Investigators have attempted to use physiological parameters for predicting intra-abdominal abscess. Fraser et al. found a correlation between fever and white cell count and IAC formation however this only became statistically significant at days 3 and 5 post-operatively, respectively, limiting its clinical utility.9 An initial high WCC and CRP do correlate with a higher risk of having a perforated appendix10 and are therefore surrogate markers for the intra-operative severity of disease rather than independent predictors of post-operative course. As many patients are diagnosed and treated prior to mounting an inflammatory response, it seems more reasonable to use clinical over physiological markers of severity.
Despite this, there is considerable variation in the clinical grading of severity of appendicitis and larger studies group together ‘Complicated appendicitis’ as a risk factor for IAC and other complications. This amorphous group usually contains perforated appendicitis and a combination of free pus, obvious necrosis or gangrenous appendicitis or any other associated complications.6, 7 It is this ‘complicated appendicitis’ that is used to develop guidelines for post-operative antibiotic use.11
The accuracy of grouping these findings together has been challenged: Emil et al.12 found on sub-set analysis, that clinically gangrenous and perforated appendicitis have very different outcomes, with gangrenous appendicitis having a similar complication rate to simple appendicitis. One possible explanation is that a clinical impression of gangrenous appendicitis may reflect the degree of difficulty the surgeon feels at the time of operation.
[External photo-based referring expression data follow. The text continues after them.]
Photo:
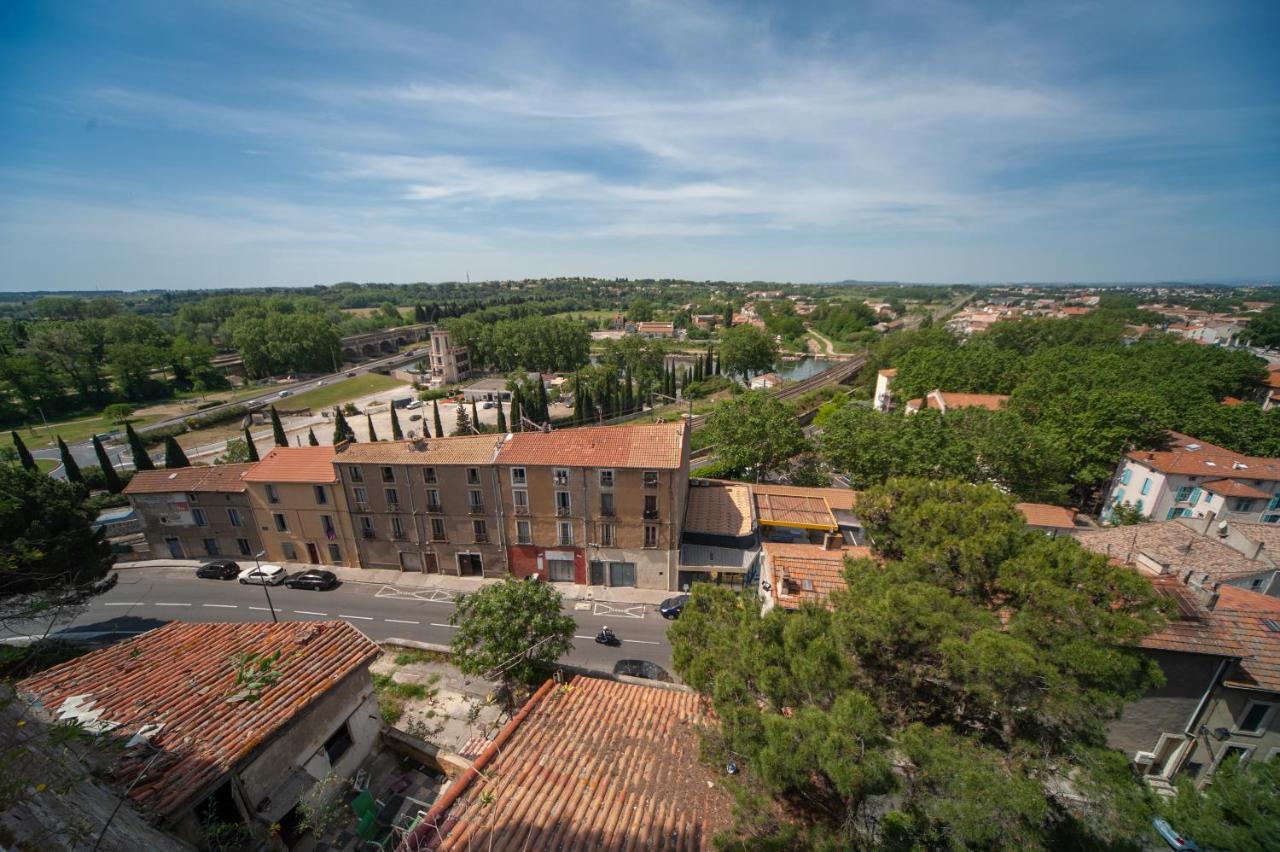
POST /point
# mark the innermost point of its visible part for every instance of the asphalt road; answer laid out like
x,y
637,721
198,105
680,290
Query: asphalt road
x,y
147,598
Another explanation is that it is the degree of intra-abdominal contamination alone that should predict the risk of intra-abdominal collection and the post-operative course.6
SAGS score is a simple intra-operative score with a high rate of inter-observer agreement making it more useful than subjective terms such as ‘necrotic’, ‘gangrenous’ or ‘supperative’ appendicitis. This facilitates communication between clinicians and importantly, consistency when reporting new research and guidelines into the management of appendicitis.
Statistical analysis supports the hypothesis that SAGS score is an independent risk factor for development of intra-abdominal collection. The risk increases incrementally with the SAGS score and also predicts length of stay and the risk of all complications.
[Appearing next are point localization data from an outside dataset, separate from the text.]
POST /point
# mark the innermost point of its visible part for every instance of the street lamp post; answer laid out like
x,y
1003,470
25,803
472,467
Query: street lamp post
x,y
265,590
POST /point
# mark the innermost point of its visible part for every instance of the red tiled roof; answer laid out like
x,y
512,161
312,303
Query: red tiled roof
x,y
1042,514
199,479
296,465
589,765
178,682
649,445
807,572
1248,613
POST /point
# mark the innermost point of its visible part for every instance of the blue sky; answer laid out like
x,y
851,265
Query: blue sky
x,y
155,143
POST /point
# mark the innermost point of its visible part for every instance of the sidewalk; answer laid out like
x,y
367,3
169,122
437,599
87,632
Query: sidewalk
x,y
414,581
Interestingly, there were only two patients in the SAGS 3 category. The authors suspect that this reflects the significant association of four quadrant contamination with perforation of the appendix. It may be that in these two patients, there was an unrecognized perforation.
Further study is needed in the form of a randomized controlled trial using SAGS score to guide antibiotic use. Based on the current study, the authors would recommend limiting the antibiotic prescribing to perioperative antibiotics only for SAGS score 1 and 2, and 5 days of antibiotic therapy for SAGS 3 and 4.